鈍感な二人
エーデルは、スカートを握りしめた手を見ながら、なぜ、こんなことを初対面のクリスフォードに話をしているのだろうと考えていた。



ブルック家の事情など、クリスフォードには関係ない。それでも彼に話してしまったのは、彼ならば助けてくれかもしれないと言う希望を抱いたからだ。


ブルック家は、広大な農地を領地とする田舎の子爵である。

その領地は王都から少し離れており、子爵という立場から、貴族の中で位が高いわけではないし、力があるわけでもない。だが、代々広大な農地を領地とする土地柄か、歴代の領主はみな穏やかで、人望に厚く、領民にも慕われていた。


エーデルの父エリックもそうであった。だが、彼は数年前、突然病に倒れ、そのまま帰らぬ人となってしまった。


そのエリックの代わりに領主となったのが、エーデルの継母ヘレンである。ヘレンは、エリックの後妻であり、エーデルとは血がつながっていない。また、ヘレンにはロナウドと言う息子がいるが、彼はヘレンの前の夫との子である。


実は、エーデルが社交界デビューしないのは、エーデルが華やかな社交界に全く興味がないとのと同時に継母と義理の弟とブルック家の領地を守るためでもある。


エーデルの母、イリーナは生粋の貴族令嬢だった。政略結婚したエリックとの仲は良かったが、エーデルの貴族令嬢らしかぬ振る舞いにはいつも小言を言っていた。そんな母が唯一褒めてくれたのが、エーデルの育てるバラの美しさだった。

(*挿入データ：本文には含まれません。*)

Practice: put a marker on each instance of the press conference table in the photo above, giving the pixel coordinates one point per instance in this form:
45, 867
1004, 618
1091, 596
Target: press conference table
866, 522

バラは栽培が難しい。だが、エーデルはわずか10歳のころにはもう見事な大輪のバラを育てることが出来た。そのバラをイリーナは褒めてくれたのだ。


だが、イリーナはエーデルが12歳の時に流行病でこの世を去ってしまう。幼いエーデルの悲しみは深かった。彼女は、母が唯一褒めてくれたバラを栽培に心力を注ぐことで悲しみを紛らわした。そしてエリックはそんな娘を優しく見守っていた。


ヘレンがブルック家にやってきたのは、エーデルが14歳の時である。初めて会ったとき、エーデルはヘレンとは気が合いそうにないと思った。派手な服を着た彼女を見て、自分とは違うと思ったのだ。だが、それは杞憂だと気が付いた。


メイドがこぼしたお茶がヘレンの腕にかかったのだ。幸い熱くはなかったのだが、エーデルは大変なことになったと思った。ヘレンが作法に厳しい人物なら、メイドは暇を言い渡されてしまうかもしれなかった。


だが、そんなことにはならなかった。むしろ、泣きながら謝るメイドを気遣ったのである。